Friday, January 15, 2010

Luke and Chronology

Some pastors I know say that, in the first chapter of Luke, Mary's song (the Magnificat) is the greeting that she spoke to Elizabeth when she arrived for her visit. They say that the Gospel message in that song is what caused the baby John to leap for joy in Elizabeth's womb.

Other pastors say "Poppycock. The Magnificat is recorded after Elizabeth told about her joy and her baby's joy at Mary's arrival." They say Mary sang the Magnificat after the incidents connected with Mary's arrival at Zachariah and Elizabeth's home.

Interestingly enough, the story from Luke 3 shows unequivocally that Luke does tell a story and then go back and fill in some details. The reading for the Baptism of Our Lord tells about John the Baptist's ministry and preaching and that he was shut up in prison by Herod. And then Luke goes back and tells about Jesus baptism ... which happened before John was thrown into prison.

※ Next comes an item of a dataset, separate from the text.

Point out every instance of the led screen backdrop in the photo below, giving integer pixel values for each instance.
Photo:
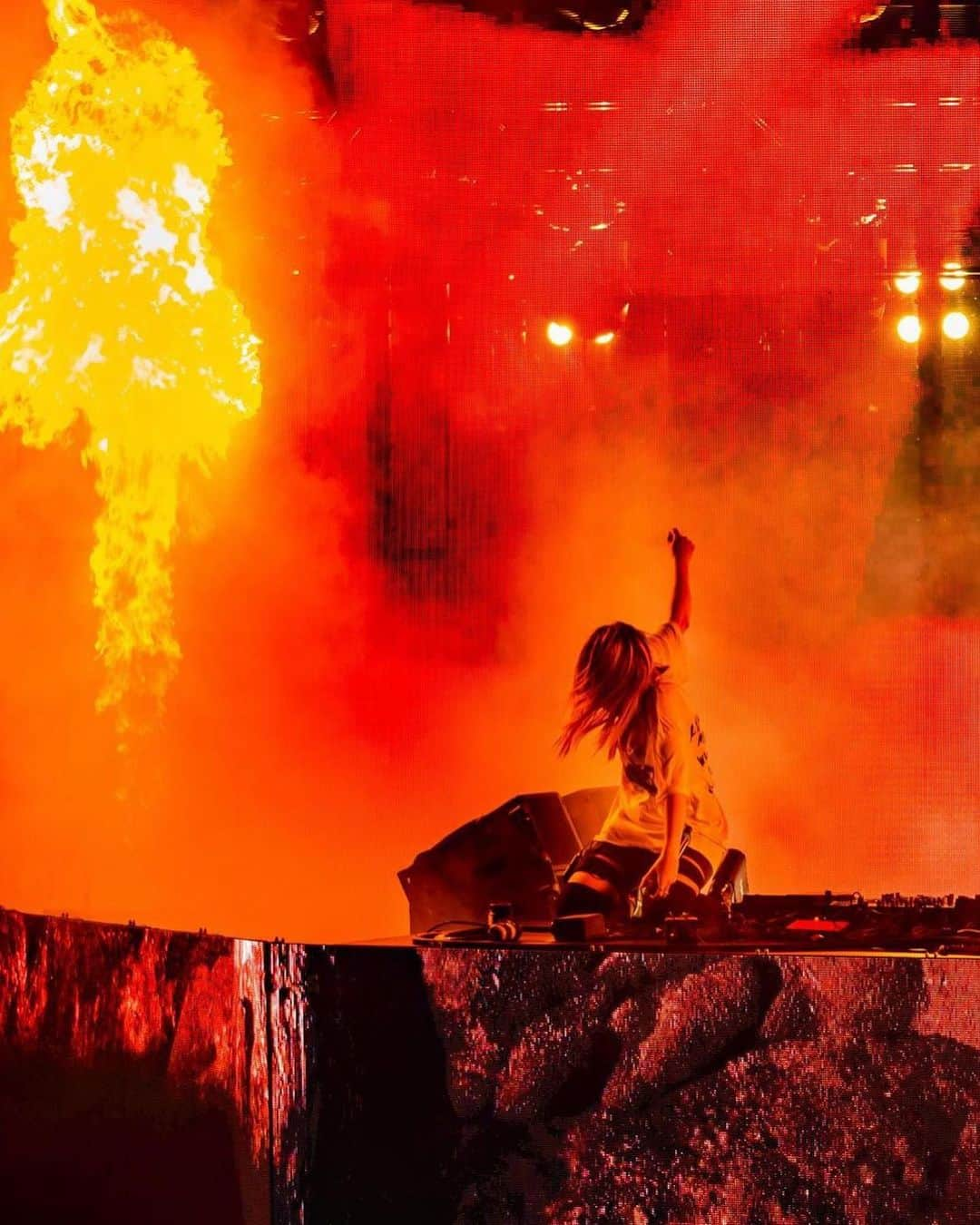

  1. I don't know what Dr. Scaer would say specifically about the Magnificat, but he's the one who introduced me to the idea that the Gospels aren't (gasp!) always very concerned with exact chronological order. He did say that Luke seems more concerned than, say, Matthew - but they're writing a theology, too. He says Matthew especially ignores chronology in favor of writing a "catechetical gospel" that is more concerned with the teachings of Jesus then when Jesus taught what he taught.

    In any case, ever since those same pastors taught me that the Magnificat is that Gospel which caused the baby to leap for joy, I've never been able to read that section any other way. In fact, I think it's the only reading that truly makes sense. Otherwise, you have an image something like Mary entering the house and saying, "Hi, Elizabeth! I'm pregnant!" And then Elizabeth is filled with the Holy Spirit and says something very similar to a "truncated Magnificat."

    Plus, I think Luke is very concerned about flow, and to put the Magnificat in right where he first mentions Mary's greeting would have severely interrupted the flow the story.

    In fact, since the pastor's talked about the Magnificat, I actually have wondered if when Zacharias' tongue was loosed and he spoke, praising God, if what he spoke that caused others to ask, "What kind of child will this be?" might have been the prophesy recorded right after that section.

    I don't know. It's just a thought.

  2. :-) I guess I didn't say that the same thing goes for the Benedictus. But yes, "Blessed be the Lord God of Israel..." IS what Zechariah said when his tongue was loosed at the circumcision party.